As a general rule, a company is subject to two separate insolvency tests (each triggers insolvency): the parties may enter into forbearance agreements providing for a moratorium on payments to creditors. In view of the above, there is no established practice in Jersey with respect to standstill agreements between a creditor and a debtor, and there is no case law on this point. However, given the very important weight given to Jersey in maintaining contractual agreements between the parties (according to the usual maxim of the agreement is the law of the parties), there does not seem to be any reason why a standstill agreement should not be feasible in this context. As with standstill agreements, there is no “market-compliant” restructuring agreement. However, the terms of a restructuring may include an “interest holiday”, a reduction (or “debt reduction”), the conversion of debt into equity, or the introduction of a convertible loan that will reduce the company`s debt burden but reconcile the interests of creditors with shareholders in the long term.
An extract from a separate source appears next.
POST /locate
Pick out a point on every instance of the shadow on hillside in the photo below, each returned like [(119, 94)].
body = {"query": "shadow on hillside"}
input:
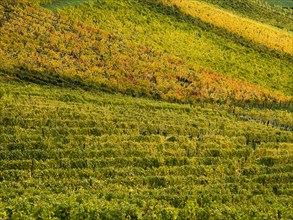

In the current difficult circumstances of the Covid 19 pandemic, where many companies are severely affected and their cash flows are disrupted, the pressure is increasing on companies that bypass the “insolvency zone”, i.e. cannot pay their debts due to a temporary lack of liquidity or short-term debt (possible debt). A company pressured by an aggressive bidder or activist investor believes that a standstill agreement is useful in weakening the unsolicited approach. The deal gives the target company greater control over the deal process, by imposing on the offeror or investor the ability to buy or sell the company`s shares or launch proxy competitions. The Isle of Man Insolvency Act is governed by the Companies Act 1931 and the Winding-up of the Rules 1934.

The insolvency law provisions contained in this regime favour the traditional principles of liquidation of a “failing” enterprise and not the more modern approach to saving that “failing” enterprise introduced by the Insolvency Act 1986. However, the Manx courts have shown that they are willing to resort outside the manx coast in circumstances where it appears to be the greatest benefit of all parties involved and to use the more modern means of rescue insolvency, now well established in England and other foreign jurisdictions. It could be argued that the main difference between insolvency regimes in the Isle of Man and England in modern times was the absence of an administrative process on the Isle of Man. There is no doubt that out-of-court restructuring can help reduce the pressure on the courts and be more efficient and effective than court proceedings due to shorter lead times and higher recovery rates. As such, they help companies build confidence in the fairness, transparency and accountability of insolvency and restructuring proceedings. After the economic consequences of the Covid 19 pandemic, these considerations are of great importance to both creditors and debtors.. . . .

Comments are closed.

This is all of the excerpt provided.